2015-03-24

Streaming Logs with Transducers and Ramda

Ramda is a library that helps you write JavaScript without curly braces. In this article we will use Ramda to parse a log file without curly braces (and introduce transducers along the way).

Say we are interested in preparing a list of pages visited by IP address, filtered from a log file that includes extra cruft that we don't care about.

The log file has the following format:

127.0.0.1 - - [26/Feb/2015 19:25:25] "GET /static/r.js HTTP/1.1" 304 -
127.0.0.5 - - [26/Feb/2015 19:27:35] "GET /blog/ HTTP/1.1" 200 -
127.0.0.1 - - [28/Feb/2015 16:44:03] "GET / HTTP/1.1" 200 -
127.0.0.1 - - [28/Feb/2015 16:44:03] "POST / HTTP/1.1" 200 -

We want to skip all requests to static resources and print only the IP address and the URL visited.

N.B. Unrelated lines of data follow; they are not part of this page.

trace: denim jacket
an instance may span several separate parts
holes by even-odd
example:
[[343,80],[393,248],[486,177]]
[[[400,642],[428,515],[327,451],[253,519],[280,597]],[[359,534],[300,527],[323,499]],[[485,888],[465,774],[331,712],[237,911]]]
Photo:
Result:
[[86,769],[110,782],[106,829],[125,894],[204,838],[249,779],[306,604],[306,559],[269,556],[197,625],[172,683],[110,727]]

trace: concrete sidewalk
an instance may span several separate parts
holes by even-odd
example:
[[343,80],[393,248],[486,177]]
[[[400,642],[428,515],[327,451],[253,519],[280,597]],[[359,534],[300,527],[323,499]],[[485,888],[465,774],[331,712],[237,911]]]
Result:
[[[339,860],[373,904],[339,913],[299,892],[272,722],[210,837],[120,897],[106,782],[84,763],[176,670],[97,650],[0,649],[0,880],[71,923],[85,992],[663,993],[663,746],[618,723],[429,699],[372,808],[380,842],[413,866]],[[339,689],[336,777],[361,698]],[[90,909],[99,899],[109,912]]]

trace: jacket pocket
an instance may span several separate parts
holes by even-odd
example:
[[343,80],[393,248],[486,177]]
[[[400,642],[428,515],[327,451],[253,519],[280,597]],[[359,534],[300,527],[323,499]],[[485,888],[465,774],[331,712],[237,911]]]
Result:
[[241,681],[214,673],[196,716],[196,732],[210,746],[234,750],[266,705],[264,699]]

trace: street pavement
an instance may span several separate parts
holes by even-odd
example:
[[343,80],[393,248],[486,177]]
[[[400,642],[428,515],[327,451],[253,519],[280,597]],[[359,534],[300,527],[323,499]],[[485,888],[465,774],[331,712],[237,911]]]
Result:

127.0.0.5 visited https://simplectic.com/blog/
127.0.0.1 visited https://simplectic.com/

We'll get started by defining a few helper functions.

Utils

Let's begin by defining a function that tests whether a line in the log file is a request for a page.

var R = require('ramda')

var isGet = R.test(/GET \//)
var notStatic = R.complement(R.test(/GET \/static/))
var isPage = R.allPass([isGet, notStatic])

R.filter(isPage, [
  '127.0.0.1 - - [26/Feb/2015 19:25:25] "GET /static/r.js HTTP/1.1"',
  '127.0.0.5 - - [26/Feb/2015 19:27:35] "GET /blog/ HTTP/1.1" 200 -',
  '127.0.0.1 - - [28/Feb/2015 16:44:03] "GET / HTTP/1.1" 200 -',
  '127.0.0.1 - - [28/Feb/2015 16:44:03] "POST / HTTP/1.1" 200 -'])
// => [ '127.0.0.5 - - [26/Feb/2015 19:27:35] "GET /blog/ HTTP/1.1" 200 -',
//      '127.0.0.1 - - [28/Feb/2015 16:44:03] "GET / HTTP/1.1" 200 -' ]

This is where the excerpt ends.